For an in-progress file, only the bytes from beginning of the file to the checkpointed length (which is recorded in currentFileValidLength of the bucket state) are valid, so we need remove the invalid bytes.
handlePendingInProgressFile(restoredState.currentFile, restoredState.currentFileValidLength);
7.2.1. BucketingSink#handlePendingInProgressFile
  • Find the path of the file. The file can be in in-progress, pending or finished state now. Move the file to finished state.

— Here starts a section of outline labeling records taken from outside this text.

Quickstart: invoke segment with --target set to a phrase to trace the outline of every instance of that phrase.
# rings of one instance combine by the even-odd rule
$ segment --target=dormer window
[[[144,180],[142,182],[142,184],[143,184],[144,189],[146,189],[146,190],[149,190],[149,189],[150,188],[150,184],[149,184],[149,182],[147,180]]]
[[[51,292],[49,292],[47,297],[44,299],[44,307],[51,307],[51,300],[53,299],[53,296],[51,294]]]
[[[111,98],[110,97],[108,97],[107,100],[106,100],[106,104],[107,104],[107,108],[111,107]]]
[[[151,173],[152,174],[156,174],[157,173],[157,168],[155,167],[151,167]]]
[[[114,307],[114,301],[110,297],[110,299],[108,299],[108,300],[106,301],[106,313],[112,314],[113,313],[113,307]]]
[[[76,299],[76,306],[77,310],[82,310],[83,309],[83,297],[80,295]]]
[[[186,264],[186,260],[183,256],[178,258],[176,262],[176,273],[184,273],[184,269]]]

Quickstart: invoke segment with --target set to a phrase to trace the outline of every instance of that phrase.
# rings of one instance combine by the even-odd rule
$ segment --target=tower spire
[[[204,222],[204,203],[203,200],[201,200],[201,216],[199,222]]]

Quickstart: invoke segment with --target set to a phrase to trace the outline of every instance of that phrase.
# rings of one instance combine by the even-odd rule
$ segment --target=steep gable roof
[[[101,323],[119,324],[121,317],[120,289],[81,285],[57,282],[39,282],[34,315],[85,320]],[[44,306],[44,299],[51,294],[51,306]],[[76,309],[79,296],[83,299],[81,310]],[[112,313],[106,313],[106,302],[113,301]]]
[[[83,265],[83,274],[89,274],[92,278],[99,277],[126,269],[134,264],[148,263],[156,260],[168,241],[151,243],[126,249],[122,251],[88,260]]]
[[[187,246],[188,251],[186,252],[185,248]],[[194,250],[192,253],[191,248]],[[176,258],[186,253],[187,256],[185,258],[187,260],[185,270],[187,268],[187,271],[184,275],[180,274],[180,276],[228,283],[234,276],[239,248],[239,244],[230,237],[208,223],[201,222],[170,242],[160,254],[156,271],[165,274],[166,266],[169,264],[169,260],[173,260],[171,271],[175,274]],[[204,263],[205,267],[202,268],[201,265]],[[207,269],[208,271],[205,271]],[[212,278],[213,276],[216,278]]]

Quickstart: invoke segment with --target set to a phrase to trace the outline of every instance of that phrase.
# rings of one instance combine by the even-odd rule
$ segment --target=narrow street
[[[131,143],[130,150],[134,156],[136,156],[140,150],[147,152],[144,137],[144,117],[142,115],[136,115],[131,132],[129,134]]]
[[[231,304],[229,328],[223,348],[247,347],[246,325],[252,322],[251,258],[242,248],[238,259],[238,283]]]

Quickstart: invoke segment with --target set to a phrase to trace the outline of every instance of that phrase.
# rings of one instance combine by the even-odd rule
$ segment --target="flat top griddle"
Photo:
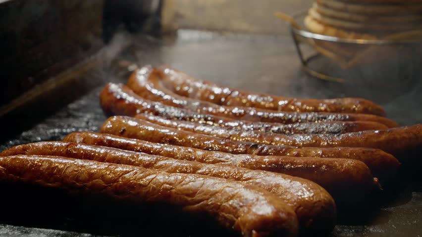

  • Use reflection to determine whether the file system is capable to truncate the file. If truncate function is available (Hadoop 2.7+), the file is truncated to to it's valid length. Otherwise, a valid-length file with file name -- is written to the bucket path and the content is the currentFileValidLength in the bucket state. When processing the file in future, only read the bytes from the file up to its valid length to ensure exactly-once semantics.
7.3. Reset the flag for current file in bucket state.
restoredState.currentFile = null;
restoredState.currentFileValidLength = -1;
7.4. Process pendingFilesPerCheckpoint of the bucket state.

The field pendingFilesPerCheckpoint contains all the files waiting for checkpoint complete notification of the one restored from and probably the earlier ones. The checkpoint notification might be lost due to a failure just after the checkpoint is done, so pendingFilesPerCheckpoint might not be empty and we need to process them. Since we are restoring from a successful checkpoint, it can be guaranteed that all the files in pendingFilesPerCheckpoint were written successfully. Thus, all the files in pendingFilesPerCheckpoint are moved to finished state, and pendingFilesPerCheckpoint is cleared.

Finally, we have gone through the major components and the corresponding implementations in BucketingSink, and discussed how it ensures exactly-once semantics by storing the states and recovering from them.